Determining Whether to Invest in Charitable Annuities
An annuity is an investment vehicle that typically includes an insurance component. Because of this, annuities used to be sold only by insurance companies. However, in today's diverse financial marketplace you can purchase annuities through other channels, such as stockbrokers, financial institutions, and mutual fund companies. Annuities also are available via some employer-provided retirement plans.
Annuities generally appeal to investors looking for a less volatile investment option, since the product makes a series of regular payments to the owner. This ongoing income stream can be a nice addition to other retirement income.

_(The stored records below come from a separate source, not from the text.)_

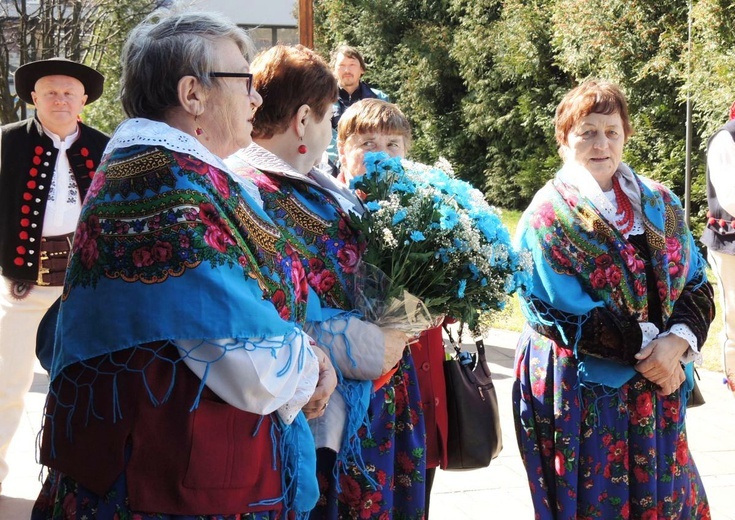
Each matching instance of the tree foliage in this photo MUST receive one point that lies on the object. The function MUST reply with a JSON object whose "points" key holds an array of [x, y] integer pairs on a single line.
{"points": [[88, 31], [480, 79]]}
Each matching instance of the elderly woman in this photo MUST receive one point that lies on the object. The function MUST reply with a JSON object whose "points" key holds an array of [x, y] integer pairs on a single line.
{"points": [[373, 125], [619, 309], [370, 460], [179, 370]]}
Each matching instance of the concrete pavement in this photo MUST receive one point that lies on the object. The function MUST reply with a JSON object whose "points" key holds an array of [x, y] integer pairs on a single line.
{"points": [[499, 491]]}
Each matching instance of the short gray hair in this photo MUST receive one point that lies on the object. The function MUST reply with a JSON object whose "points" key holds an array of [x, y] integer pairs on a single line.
{"points": [[165, 47]]}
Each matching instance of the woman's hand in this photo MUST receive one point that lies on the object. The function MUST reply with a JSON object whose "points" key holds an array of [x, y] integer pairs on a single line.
{"points": [[395, 343], [659, 362], [324, 387]]}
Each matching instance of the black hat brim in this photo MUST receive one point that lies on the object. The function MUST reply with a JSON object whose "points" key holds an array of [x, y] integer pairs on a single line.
{"points": [[27, 75]]}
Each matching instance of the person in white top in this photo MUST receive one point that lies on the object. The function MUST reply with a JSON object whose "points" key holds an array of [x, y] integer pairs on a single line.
{"points": [[46, 166]]}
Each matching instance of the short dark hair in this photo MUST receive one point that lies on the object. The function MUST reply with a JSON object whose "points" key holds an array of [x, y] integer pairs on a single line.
{"points": [[349, 52], [165, 47], [287, 77], [373, 115], [590, 97]]}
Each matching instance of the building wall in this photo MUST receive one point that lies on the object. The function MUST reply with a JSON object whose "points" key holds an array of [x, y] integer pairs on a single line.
{"points": [[282, 13]]}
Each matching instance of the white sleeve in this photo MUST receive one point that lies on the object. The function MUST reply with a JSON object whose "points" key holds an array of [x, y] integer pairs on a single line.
{"points": [[721, 165], [257, 375]]}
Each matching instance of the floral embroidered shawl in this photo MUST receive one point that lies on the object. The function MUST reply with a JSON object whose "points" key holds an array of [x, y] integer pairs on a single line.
{"points": [[582, 262], [172, 235]]}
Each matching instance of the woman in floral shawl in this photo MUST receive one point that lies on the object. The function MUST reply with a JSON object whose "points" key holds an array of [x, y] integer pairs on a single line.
{"points": [[371, 455], [619, 310], [180, 370]]}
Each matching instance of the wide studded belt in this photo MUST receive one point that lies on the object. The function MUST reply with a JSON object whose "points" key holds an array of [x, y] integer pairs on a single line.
{"points": [[54, 257]]}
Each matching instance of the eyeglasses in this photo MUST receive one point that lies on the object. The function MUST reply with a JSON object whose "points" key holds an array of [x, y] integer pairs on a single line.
{"points": [[248, 77]]}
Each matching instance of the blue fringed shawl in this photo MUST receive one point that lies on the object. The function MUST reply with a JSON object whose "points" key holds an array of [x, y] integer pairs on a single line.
{"points": [[170, 246], [582, 262]]}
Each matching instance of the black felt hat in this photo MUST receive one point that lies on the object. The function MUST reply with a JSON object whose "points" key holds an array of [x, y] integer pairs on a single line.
{"points": [[27, 75]]}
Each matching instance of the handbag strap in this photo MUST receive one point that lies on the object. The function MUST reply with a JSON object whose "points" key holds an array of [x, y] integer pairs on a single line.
{"points": [[463, 356]]}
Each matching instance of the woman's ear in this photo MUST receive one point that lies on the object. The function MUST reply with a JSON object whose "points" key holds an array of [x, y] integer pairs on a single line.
{"points": [[341, 151], [301, 120], [191, 95]]}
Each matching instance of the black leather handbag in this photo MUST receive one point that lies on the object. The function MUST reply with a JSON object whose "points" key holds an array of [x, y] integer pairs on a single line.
{"points": [[474, 436]]}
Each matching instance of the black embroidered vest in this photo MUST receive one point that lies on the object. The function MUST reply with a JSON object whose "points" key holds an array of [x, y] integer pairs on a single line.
{"points": [[27, 162]]}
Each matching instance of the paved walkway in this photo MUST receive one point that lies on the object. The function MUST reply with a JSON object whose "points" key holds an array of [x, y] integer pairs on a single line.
{"points": [[500, 491]]}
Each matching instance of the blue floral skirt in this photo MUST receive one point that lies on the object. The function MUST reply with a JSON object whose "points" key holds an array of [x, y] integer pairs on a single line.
{"points": [[598, 452], [394, 453], [62, 498]]}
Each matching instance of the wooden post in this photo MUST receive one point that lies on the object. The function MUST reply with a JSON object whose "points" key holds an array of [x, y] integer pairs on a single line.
{"points": [[306, 23]]}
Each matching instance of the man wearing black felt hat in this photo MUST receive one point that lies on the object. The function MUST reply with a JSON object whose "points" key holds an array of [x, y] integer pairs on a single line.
{"points": [[47, 164]]}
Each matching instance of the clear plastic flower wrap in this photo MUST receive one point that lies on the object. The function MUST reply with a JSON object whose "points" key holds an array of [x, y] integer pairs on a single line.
{"points": [[381, 304], [435, 238]]}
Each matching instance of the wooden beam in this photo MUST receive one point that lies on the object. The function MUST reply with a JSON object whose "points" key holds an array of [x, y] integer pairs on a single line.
{"points": [[306, 23]]}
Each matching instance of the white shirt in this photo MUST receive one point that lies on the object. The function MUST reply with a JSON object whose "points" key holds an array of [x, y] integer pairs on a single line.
{"points": [[64, 204]]}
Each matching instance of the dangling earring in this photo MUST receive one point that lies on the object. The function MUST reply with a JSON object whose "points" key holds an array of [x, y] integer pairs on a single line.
{"points": [[198, 130]]}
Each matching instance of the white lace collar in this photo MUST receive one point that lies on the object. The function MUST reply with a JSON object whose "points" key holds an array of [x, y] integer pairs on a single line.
{"points": [[146, 132], [264, 160], [577, 176]]}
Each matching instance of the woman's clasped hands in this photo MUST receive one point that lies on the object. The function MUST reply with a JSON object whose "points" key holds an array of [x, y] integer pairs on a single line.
{"points": [[659, 362], [317, 405]]}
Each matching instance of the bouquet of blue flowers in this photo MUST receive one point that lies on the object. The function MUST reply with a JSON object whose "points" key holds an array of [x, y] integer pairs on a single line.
{"points": [[436, 239]]}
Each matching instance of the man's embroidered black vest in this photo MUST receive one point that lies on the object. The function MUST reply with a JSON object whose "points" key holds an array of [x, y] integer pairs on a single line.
{"points": [[27, 162]]}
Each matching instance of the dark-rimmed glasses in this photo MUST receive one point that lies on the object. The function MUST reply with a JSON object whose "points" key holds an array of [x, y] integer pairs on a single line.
{"points": [[246, 75]]}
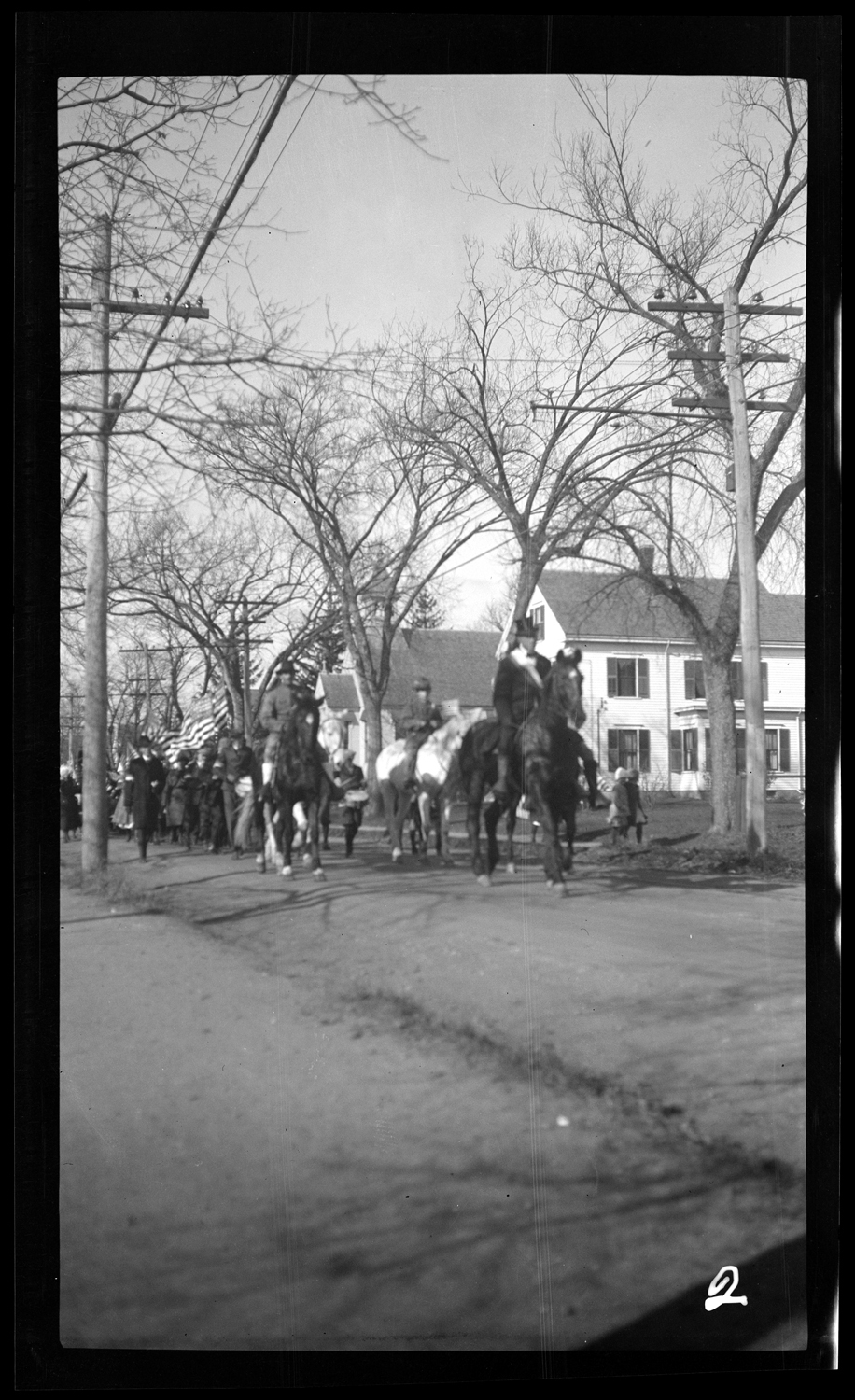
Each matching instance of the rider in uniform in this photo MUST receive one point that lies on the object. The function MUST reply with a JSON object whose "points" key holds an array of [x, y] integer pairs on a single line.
{"points": [[274, 710], [516, 692], [419, 721]]}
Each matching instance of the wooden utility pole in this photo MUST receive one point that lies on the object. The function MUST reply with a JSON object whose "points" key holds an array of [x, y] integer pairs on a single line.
{"points": [[95, 828], [258, 641], [147, 651], [749, 594], [95, 823]]}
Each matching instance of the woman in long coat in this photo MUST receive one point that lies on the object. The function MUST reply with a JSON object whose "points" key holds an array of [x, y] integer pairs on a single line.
{"points": [[69, 806], [143, 789]]}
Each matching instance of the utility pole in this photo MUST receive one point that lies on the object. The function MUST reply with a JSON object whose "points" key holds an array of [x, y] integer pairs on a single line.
{"points": [[259, 641], [735, 405], [95, 823], [147, 651]]}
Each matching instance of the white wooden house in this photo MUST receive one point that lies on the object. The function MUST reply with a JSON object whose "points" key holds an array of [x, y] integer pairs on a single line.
{"points": [[644, 679]]}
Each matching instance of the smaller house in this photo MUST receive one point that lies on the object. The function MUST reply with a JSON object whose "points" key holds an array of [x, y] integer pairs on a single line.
{"points": [[460, 666], [644, 678]]}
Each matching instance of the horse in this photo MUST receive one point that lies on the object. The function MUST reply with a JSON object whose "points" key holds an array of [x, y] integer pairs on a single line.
{"points": [[299, 777], [435, 781], [544, 766]]}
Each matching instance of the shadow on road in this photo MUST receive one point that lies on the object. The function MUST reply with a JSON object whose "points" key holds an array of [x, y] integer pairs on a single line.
{"points": [[774, 1284]]}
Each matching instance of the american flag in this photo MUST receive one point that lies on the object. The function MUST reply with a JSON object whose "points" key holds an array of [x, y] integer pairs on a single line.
{"points": [[204, 719]]}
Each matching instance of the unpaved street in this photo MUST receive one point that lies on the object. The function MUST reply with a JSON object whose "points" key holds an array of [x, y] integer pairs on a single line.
{"points": [[399, 1112]]}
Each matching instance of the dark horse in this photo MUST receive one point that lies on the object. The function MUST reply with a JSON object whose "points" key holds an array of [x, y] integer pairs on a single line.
{"points": [[544, 766], [299, 777]]}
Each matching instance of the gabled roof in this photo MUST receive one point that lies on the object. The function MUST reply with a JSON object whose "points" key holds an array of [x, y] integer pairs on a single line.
{"points": [[608, 605], [457, 664], [341, 691]]}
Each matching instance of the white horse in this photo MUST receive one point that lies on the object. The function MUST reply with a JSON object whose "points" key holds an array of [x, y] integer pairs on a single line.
{"points": [[435, 780]]}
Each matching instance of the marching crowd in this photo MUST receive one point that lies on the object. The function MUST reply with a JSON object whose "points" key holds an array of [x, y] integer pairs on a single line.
{"points": [[212, 795]]}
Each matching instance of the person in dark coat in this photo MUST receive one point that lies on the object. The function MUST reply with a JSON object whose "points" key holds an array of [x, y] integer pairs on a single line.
{"points": [[69, 804], [248, 791], [352, 780], [417, 722], [516, 692], [143, 790], [276, 706], [637, 814]]}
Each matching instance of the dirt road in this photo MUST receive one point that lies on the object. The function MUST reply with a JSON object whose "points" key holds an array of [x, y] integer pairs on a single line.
{"points": [[399, 1112]]}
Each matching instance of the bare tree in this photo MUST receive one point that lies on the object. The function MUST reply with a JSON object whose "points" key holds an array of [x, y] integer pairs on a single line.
{"points": [[532, 411], [606, 245], [190, 581], [374, 504]]}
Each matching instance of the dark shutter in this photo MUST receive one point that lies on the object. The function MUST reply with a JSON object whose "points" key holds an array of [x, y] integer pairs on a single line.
{"points": [[694, 679], [784, 749], [676, 750], [611, 744], [690, 750]]}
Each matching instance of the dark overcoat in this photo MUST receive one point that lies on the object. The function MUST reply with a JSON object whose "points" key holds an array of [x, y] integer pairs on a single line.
{"points": [[143, 789], [515, 692], [69, 805]]}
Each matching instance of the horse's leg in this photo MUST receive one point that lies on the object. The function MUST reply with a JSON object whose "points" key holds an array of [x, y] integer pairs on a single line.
{"points": [[423, 804], [549, 828], [491, 819], [395, 805], [286, 837], [314, 819], [510, 829]]}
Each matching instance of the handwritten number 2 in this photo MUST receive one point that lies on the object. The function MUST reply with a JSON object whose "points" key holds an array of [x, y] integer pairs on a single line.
{"points": [[717, 1296]]}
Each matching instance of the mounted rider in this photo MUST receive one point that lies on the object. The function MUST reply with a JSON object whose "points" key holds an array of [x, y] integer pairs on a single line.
{"points": [[276, 707], [516, 692], [419, 721]]}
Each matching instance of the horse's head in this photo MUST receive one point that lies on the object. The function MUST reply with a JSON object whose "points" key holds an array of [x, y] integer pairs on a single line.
{"points": [[563, 688]]}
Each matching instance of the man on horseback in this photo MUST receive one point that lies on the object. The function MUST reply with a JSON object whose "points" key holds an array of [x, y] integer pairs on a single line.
{"points": [[516, 692], [419, 721], [274, 710]]}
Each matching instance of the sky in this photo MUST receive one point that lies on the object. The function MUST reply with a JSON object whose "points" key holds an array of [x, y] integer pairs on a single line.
{"points": [[358, 227], [361, 227]]}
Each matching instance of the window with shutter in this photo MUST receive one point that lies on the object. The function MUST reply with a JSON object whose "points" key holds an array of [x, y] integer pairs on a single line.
{"points": [[690, 750], [694, 679], [644, 750], [611, 744], [784, 749]]}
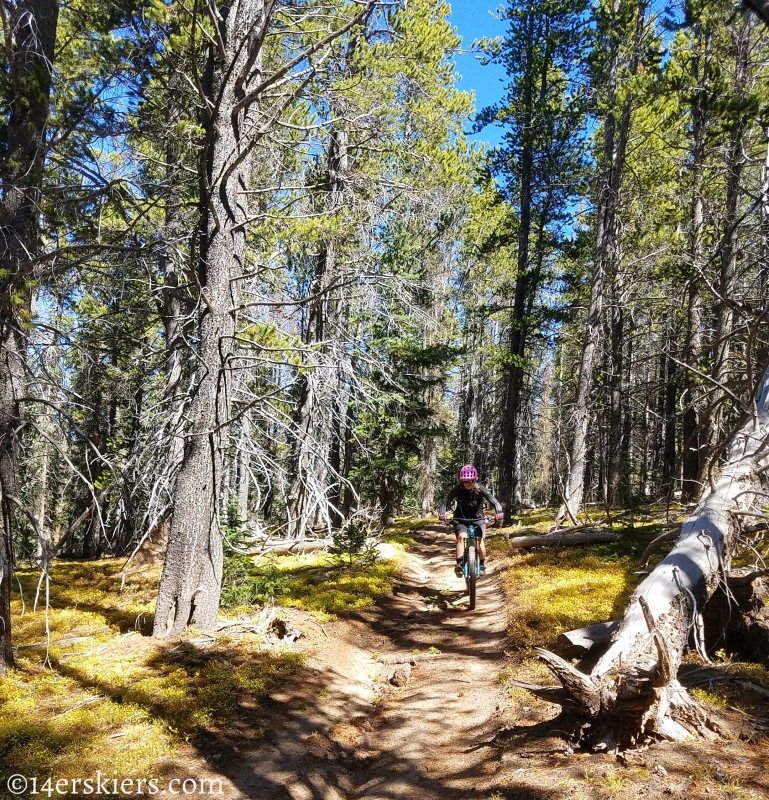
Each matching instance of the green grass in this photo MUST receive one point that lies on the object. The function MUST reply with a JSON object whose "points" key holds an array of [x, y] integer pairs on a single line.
{"points": [[552, 591], [108, 696]]}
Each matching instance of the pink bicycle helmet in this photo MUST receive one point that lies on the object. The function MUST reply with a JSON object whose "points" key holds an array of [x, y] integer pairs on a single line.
{"points": [[468, 473]]}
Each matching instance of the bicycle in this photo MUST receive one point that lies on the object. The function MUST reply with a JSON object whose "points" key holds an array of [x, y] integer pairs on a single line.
{"points": [[471, 562]]}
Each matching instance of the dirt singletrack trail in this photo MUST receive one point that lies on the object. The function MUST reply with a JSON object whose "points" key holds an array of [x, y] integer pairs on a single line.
{"points": [[341, 730]]}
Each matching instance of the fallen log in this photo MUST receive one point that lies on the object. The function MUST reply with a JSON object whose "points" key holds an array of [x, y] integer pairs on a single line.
{"points": [[285, 546], [632, 695], [563, 539], [578, 643]]}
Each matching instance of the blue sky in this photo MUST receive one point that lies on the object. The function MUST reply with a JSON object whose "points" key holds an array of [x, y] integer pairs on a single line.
{"points": [[473, 20]]}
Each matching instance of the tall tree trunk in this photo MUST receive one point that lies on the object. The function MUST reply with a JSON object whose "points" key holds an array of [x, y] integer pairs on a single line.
{"points": [[190, 584], [632, 694], [311, 418], [30, 37], [617, 489], [527, 279], [691, 400], [613, 161], [716, 414]]}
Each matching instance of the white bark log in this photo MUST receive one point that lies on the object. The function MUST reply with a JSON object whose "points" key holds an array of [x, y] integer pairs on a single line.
{"points": [[632, 693]]}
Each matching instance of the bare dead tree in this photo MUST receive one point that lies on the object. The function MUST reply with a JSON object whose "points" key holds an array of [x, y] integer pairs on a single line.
{"points": [[633, 694]]}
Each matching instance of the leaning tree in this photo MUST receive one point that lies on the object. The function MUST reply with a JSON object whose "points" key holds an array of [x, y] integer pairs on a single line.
{"points": [[633, 693]]}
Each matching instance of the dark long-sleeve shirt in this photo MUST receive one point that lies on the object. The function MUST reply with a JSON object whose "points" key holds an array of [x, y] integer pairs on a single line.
{"points": [[470, 502]]}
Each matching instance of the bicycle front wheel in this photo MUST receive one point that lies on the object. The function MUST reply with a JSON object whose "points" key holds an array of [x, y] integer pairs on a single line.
{"points": [[472, 573]]}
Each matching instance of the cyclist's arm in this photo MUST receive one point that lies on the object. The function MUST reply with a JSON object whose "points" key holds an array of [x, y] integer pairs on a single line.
{"points": [[487, 495], [447, 499]]}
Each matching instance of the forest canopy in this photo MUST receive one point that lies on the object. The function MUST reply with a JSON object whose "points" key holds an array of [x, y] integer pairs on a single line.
{"points": [[256, 281]]}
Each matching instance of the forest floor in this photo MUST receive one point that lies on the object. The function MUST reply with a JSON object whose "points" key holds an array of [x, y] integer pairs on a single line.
{"points": [[338, 729], [320, 717]]}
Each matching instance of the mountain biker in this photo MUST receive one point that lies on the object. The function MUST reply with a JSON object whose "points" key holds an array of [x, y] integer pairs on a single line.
{"points": [[471, 497]]}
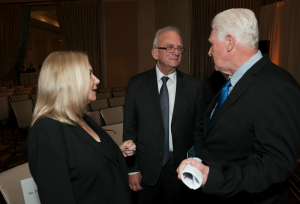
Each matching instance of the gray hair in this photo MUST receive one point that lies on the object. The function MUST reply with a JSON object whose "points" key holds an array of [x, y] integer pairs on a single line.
{"points": [[160, 31], [240, 23]]}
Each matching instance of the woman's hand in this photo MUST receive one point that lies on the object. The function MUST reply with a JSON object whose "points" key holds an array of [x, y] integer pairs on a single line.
{"points": [[128, 148]]}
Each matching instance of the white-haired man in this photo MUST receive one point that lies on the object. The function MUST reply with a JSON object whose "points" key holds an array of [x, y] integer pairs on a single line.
{"points": [[251, 138], [163, 117]]}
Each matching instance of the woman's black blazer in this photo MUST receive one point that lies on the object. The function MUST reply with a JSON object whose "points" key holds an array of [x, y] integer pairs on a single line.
{"points": [[69, 166]]}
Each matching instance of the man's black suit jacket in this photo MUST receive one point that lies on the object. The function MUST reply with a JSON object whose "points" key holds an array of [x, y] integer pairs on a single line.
{"points": [[253, 142], [69, 166], [143, 122]]}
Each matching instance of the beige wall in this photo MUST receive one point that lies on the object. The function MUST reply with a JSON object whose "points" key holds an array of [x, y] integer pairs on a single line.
{"points": [[151, 16], [121, 42], [40, 44]]}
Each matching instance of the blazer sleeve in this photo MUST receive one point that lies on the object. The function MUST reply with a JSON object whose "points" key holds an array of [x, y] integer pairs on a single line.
{"points": [[198, 128], [47, 158], [131, 125], [276, 148]]}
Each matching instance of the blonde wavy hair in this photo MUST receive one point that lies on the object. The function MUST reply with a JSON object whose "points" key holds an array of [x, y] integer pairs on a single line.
{"points": [[63, 87]]}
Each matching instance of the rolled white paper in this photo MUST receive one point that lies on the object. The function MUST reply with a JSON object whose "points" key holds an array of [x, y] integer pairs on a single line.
{"points": [[191, 176]]}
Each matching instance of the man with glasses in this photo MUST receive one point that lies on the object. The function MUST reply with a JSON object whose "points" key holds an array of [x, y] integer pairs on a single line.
{"points": [[163, 118]]}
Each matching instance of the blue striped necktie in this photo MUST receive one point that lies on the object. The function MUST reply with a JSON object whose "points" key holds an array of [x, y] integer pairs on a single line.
{"points": [[222, 98], [164, 103]]}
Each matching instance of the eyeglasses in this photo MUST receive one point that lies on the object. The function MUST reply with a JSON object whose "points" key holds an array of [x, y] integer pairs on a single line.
{"points": [[171, 49]]}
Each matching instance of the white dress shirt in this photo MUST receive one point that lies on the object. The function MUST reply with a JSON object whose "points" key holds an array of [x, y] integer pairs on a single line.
{"points": [[171, 85]]}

Annuities also can be established to provide income not only to you and your heirs, but also to benefit a charitable organization. In such cases, you likely will get more of a tax benefit than with a noncharitable annuity arrangement.
General annuity attributesAnnuities basically come in either fixed or variable forms.
As its name indicates, a fixed annuity earns a guaranteed rate of return for a set time. To make these regular payouts, the annuity is usually invested in government bonds and other low-risk securities. This is analogous to certificates of deposit (CD). However, unlike a CD, an annuity is not guaranteed by the FDIC; rather, its value is related to the financial stability of the insurance company that issued it.
Variable rate annuities, on the other hand, are more risky. As with standard equity investments, a variable annuity is invested in other earning vehicles and your payout depends on the ultimate performance of that portfolio.
Annuities also are divided into two payout categories: immediate versus deferred income. If you're looking for maximum security, you'll likely opt for a fixed-rate, immediate payout; if you don't need the money immediately and want to give it a chance to produce more, a variable rate annuity that defers income will probably be your choice.
Deferred annuities also offer the advantage of not being taxed until distributions are made, either by withdrawal or distributed as payments. The taxable portion of distributions, however, is treated as ordinary income. This could make them less appealing than investments other than annuities that pay dividends or capital gains, which are taxed at a lower rate (15%) than ordinary income (with rates as high as 35%).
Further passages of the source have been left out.